CRYSTALLOGRAPHIC ANALYSIS OF A FRAGMENT FROM CHICKEN TENASCIN CONTAINING TWO FIBRONECTIN-TYPE III DOMAINS Klaus Piontek, Daniel Bisig, Peter Weber, Lloyd Vaughan, Kaspar Winterhalter, Laboratory of Biochemistry, Swiss Federal Institute of Technology (ETH), CH-8092 Zürich, Switzerland.
Tenascin-C is an extracellular glycoprotein composed of six identical polypeptide chains which are linked together at their N-terminal ends to form a hexabrachion structure. Each polypeptide comprises a serie of 13.5 tandem repeats homologous to epidermal growth factor followed by 8-13 fibronectin type III (TNfn)-like domains and finally one fibrinogen-like domain at the C-terminus. Alternative splicing of TNfn domains between the domains 5 and 6 leads to the three major isoforms found in chicken. In the smallest isoform (190 kDa) these two domains are adjacent to each other. Tenascin-C isoforms are differently expressed in development and in response to malignancy, leading to the expectation of isoform-specific functions. TNfn5 binds heparin and other iduronic acid-containing glycosaminoglycans, presumably via a conserved heparin binding motif. Furthermore, TNfn56 binds to the neural cell adhesion molecule contactin/F11, an interaction which is inhibitable by heparin. To explore these interactions in greater detail we have prepared a fusion protein containing domains 5 and 6 and attempt now the crystal structure determination of this 20 kDa protein.

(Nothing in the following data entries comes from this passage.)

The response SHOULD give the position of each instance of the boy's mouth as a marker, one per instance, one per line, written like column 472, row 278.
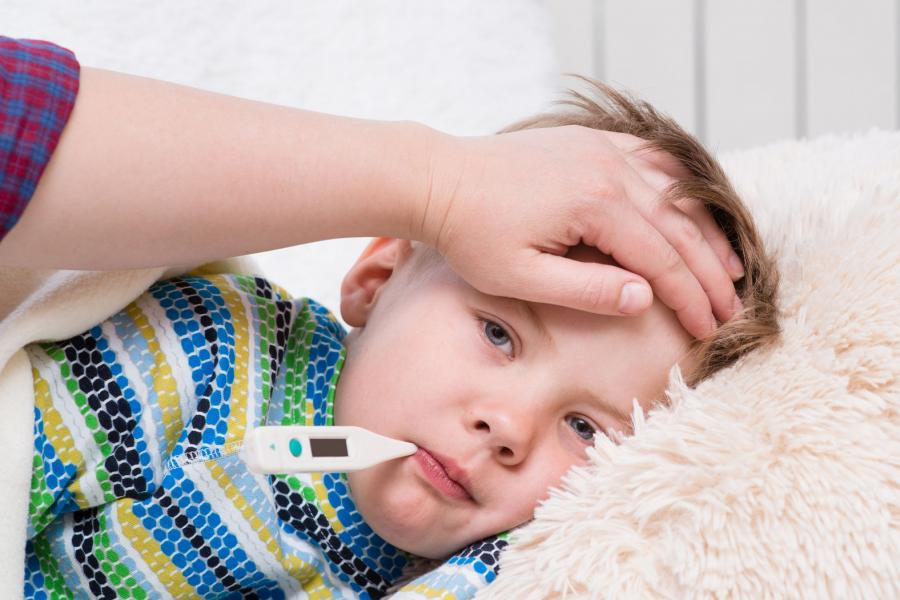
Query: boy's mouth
column 444, row 474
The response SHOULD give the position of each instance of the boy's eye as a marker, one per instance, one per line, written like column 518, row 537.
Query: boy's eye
column 498, row 336
column 582, row 428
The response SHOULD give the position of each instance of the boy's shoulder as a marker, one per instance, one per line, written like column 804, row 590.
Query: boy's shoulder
column 205, row 296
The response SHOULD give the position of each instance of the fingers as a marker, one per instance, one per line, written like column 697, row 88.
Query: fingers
column 695, row 209
column 688, row 241
column 713, row 234
column 587, row 286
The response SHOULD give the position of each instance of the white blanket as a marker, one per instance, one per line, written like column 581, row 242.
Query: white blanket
column 779, row 476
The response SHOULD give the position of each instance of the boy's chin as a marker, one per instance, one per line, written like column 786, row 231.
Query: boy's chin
column 404, row 515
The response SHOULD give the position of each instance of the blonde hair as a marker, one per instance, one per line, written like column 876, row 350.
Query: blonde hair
column 756, row 325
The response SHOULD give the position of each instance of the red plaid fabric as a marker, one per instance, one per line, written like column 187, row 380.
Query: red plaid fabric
column 38, row 84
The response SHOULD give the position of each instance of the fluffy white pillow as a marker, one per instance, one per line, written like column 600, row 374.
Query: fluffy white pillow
column 779, row 476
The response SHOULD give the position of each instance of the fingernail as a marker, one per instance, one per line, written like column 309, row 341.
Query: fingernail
column 634, row 298
column 737, row 267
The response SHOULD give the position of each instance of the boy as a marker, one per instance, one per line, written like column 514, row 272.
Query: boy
column 138, row 489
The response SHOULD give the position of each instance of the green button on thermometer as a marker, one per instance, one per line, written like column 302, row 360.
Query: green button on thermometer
column 302, row 449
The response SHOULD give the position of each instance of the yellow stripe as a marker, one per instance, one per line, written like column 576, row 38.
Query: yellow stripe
column 305, row 573
column 60, row 436
column 237, row 417
column 428, row 592
column 327, row 509
column 54, row 428
column 151, row 552
column 163, row 381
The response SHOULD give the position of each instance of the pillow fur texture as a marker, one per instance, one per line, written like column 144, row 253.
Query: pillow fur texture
column 780, row 475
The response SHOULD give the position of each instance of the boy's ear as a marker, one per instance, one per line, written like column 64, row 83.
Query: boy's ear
column 366, row 278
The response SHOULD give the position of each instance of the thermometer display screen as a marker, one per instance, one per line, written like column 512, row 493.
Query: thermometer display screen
column 325, row 447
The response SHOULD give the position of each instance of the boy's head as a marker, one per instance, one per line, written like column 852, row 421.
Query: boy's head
column 503, row 395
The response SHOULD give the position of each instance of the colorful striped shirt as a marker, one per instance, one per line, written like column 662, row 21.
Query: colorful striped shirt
column 138, row 490
column 38, row 84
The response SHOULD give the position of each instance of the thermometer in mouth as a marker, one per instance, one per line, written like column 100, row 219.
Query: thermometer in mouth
column 305, row 449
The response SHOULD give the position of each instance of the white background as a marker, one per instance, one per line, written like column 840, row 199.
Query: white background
column 736, row 72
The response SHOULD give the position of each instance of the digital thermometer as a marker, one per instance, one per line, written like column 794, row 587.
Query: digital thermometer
column 306, row 449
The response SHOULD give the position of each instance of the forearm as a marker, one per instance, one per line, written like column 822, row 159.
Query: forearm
column 152, row 173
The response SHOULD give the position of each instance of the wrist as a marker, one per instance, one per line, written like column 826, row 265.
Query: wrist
column 446, row 161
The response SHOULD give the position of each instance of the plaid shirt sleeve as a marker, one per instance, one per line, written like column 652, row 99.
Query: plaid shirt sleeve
column 38, row 83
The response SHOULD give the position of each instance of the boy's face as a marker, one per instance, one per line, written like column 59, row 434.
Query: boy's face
column 507, row 396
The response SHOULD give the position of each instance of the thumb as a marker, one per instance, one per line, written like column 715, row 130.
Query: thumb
column 586, row 286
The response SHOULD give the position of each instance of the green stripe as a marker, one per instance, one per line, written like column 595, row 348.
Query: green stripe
column 90, row 419
column 296, row 359
column 54, row 582
column 116, row 572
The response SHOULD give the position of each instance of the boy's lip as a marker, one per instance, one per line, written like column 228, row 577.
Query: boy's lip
column 452, row 470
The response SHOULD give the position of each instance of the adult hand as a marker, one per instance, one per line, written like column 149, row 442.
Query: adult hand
column 524, row 198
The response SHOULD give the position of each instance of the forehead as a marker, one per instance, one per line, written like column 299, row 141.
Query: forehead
column 613, row 358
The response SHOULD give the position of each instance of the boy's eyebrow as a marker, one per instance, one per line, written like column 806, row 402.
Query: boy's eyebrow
column 528, row 313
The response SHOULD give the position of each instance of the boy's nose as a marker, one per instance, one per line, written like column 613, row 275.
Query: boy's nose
column 507, row 431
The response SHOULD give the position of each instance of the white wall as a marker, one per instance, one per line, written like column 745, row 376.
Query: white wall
column 743, row 72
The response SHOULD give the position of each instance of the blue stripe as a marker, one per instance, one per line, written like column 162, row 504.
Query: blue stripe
column 139, row 351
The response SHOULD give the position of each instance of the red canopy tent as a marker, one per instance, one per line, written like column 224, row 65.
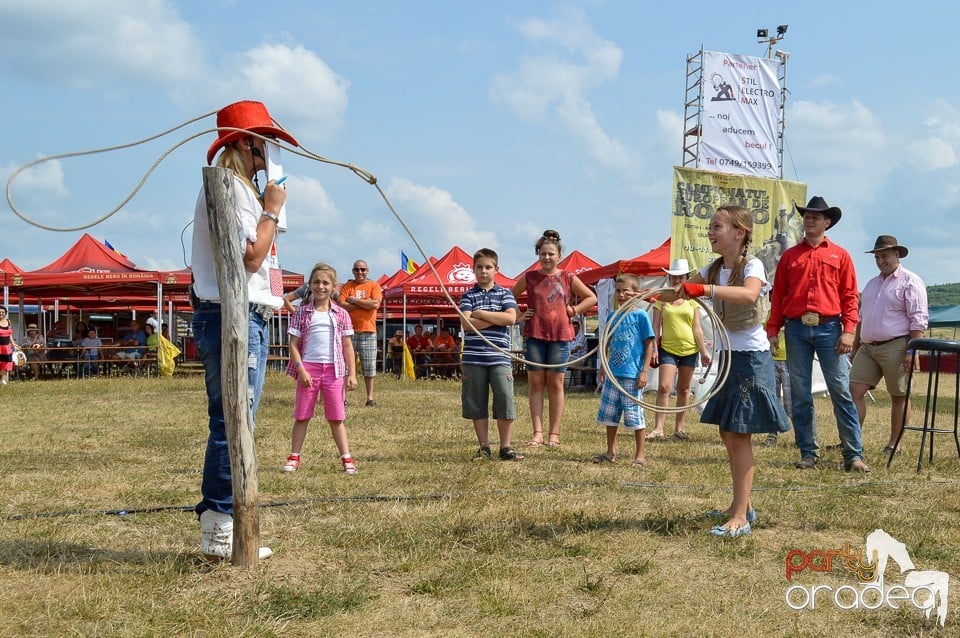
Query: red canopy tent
column 456, row 272
column 90, row 269
column 7, row 270
column 647, row 264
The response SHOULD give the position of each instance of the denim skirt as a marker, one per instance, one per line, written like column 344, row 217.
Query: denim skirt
column 748, row 403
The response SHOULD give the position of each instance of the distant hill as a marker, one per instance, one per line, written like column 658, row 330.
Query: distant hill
column 943, row 295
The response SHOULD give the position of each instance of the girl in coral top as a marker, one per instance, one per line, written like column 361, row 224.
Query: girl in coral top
column 548, row 332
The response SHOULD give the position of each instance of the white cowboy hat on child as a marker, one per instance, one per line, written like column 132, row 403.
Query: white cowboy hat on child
column 678, row 267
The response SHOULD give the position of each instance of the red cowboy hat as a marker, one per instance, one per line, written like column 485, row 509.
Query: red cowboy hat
column 249, row 116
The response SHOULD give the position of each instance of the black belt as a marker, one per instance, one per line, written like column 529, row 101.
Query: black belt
column 880, row 343
column 813, row 318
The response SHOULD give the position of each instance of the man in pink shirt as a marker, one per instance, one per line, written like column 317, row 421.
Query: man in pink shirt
column 893, row 310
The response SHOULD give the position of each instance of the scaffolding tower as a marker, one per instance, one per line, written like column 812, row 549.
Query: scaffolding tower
column 693, row 109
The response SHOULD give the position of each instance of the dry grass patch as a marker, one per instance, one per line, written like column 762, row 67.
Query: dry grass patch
column 422, row 541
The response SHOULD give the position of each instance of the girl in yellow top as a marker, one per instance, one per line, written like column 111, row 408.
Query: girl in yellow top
column 676, row 325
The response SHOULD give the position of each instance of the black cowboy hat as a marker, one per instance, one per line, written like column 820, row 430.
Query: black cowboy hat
column 818, row 204
column 888, row 241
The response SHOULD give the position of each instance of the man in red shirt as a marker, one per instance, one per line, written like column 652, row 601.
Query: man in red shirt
column 815, row 297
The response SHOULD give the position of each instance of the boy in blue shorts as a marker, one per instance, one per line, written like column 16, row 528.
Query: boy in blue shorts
column 631, row 347
column 492, row 309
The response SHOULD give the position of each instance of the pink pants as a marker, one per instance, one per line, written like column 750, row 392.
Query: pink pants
column 325, row 381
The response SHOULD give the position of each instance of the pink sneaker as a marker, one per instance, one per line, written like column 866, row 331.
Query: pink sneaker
column 349, row 466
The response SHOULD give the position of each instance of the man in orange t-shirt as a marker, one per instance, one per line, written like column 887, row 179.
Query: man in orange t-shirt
column 361, row 297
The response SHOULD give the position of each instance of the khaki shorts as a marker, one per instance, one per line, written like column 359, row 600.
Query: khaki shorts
column 885, row 361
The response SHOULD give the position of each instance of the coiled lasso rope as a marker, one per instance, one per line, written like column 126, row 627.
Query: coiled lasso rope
column 721, row 344
column 302, row 151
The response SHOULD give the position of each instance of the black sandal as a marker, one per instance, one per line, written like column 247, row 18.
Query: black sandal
column 509, row 454
column 483, row 454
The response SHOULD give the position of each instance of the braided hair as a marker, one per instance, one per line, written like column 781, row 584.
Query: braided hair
column 741, row 218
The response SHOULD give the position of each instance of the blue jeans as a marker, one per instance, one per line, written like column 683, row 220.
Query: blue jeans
column 216, row 487
column 802, row 343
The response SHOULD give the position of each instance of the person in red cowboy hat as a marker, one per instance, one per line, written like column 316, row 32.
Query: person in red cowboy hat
column 242, row 127
column 893, row 310
column 815, row 296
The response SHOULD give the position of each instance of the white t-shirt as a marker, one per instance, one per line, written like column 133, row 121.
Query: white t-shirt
column 754, row 338
column 202, row 262
column 320, row 341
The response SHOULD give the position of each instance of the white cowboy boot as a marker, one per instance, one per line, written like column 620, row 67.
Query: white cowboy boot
column 216, row 536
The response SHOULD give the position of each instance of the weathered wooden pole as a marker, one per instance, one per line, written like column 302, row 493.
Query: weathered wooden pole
column 234, row 309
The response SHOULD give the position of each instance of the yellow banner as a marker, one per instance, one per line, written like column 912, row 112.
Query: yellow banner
column 698, row 193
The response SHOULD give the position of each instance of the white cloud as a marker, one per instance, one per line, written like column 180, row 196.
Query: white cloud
column 90, row 44
column 310, row 207
column 840, row 150
column 932, row 153
column 435, row 209
column 41, row 181
column 824, row 80
column 318, row 104
column 555, row 84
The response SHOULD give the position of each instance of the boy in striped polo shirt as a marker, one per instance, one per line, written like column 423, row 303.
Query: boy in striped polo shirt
column 491, row 309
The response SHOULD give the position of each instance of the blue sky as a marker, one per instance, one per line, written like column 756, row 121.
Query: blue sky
column 484, row 122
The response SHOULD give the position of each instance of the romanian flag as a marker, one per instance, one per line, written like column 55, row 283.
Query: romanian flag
column 407, row 264
column 408, row 367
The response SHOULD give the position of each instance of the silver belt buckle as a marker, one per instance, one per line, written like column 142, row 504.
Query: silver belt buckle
column 265, row 311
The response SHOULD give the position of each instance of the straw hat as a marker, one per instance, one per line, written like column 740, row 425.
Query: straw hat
column 888, row 241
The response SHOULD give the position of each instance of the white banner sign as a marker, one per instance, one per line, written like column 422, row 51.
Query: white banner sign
column 740, row 121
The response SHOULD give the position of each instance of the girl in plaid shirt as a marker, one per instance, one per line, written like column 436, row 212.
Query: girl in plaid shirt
column 321, row 360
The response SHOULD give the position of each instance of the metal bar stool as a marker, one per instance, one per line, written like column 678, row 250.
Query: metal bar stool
column 936, row 349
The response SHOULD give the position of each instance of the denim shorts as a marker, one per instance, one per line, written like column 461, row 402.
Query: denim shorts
column 548, row 352
column 670, row 359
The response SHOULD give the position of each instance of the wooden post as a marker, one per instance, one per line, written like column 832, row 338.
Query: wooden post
column 232, row 282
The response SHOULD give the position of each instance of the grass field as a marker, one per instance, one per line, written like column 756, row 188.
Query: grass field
column 424, row 542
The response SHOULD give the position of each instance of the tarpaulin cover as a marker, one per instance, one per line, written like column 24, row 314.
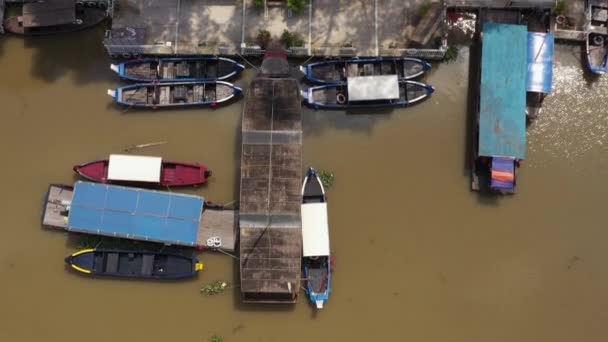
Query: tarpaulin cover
column 503, row 174
column 540, row 62
column 134, row 213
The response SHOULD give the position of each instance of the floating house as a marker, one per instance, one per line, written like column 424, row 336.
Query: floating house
column 271, row 177
column 138, row 214
column 500, row 142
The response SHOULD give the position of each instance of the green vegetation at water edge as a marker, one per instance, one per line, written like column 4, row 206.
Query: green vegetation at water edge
column 327, row 178
column 263, row 38
column 291, row 39
column 451, row 54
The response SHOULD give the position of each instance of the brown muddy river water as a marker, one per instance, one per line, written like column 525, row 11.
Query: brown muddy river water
column 418, row 256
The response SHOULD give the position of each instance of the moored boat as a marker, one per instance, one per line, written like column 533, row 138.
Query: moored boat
column 175, row 94
column 338, row 71
column 143, row 170
column 315, row 240
column 597, row 52
column 178, row 69
column 32, row 18
column 134, row 264
column 367, row 92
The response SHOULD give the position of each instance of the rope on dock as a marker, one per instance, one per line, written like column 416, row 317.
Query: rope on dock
column 246, row 61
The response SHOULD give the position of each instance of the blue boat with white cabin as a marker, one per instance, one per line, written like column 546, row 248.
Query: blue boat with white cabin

TNfn56 crystallizes from 27% PEG2000, 100mM Na-acetate, pH 4.5 at RT in a monoclinic (P21, a=47.7Å, b=54.9Å, c=97.0Å, ß=104.4deg., Vm=3.08 Å3/Da, 2 mol/a.u.) and an orthorhombic (P2221, a=45.3Å, b=71.9Å, c=58.0Å, Vm=2.36 Å3/Da, 1mol/a.u.) form. Both crystal forms diffract to about 2.6 Å resolution. The majority of the monoclinic crystals is twinned and the diffraction limit of this form frequently lies only between 3.2 and 4.0 Å. Furthermore, the formation of the orthorhombic form can not be directed. Despite the sparse availability of suitable single crystals we have collected a data set of monoclinic crystals to 2.6 Å resolution utilizing synchrotron radiation (DESY/Germany) and a data set to 2.8 Å resolution on a conventional X-ray source. Presently we attempt the structure determination with the molecular replacement technique and, in parallel, with isomorphous replacement.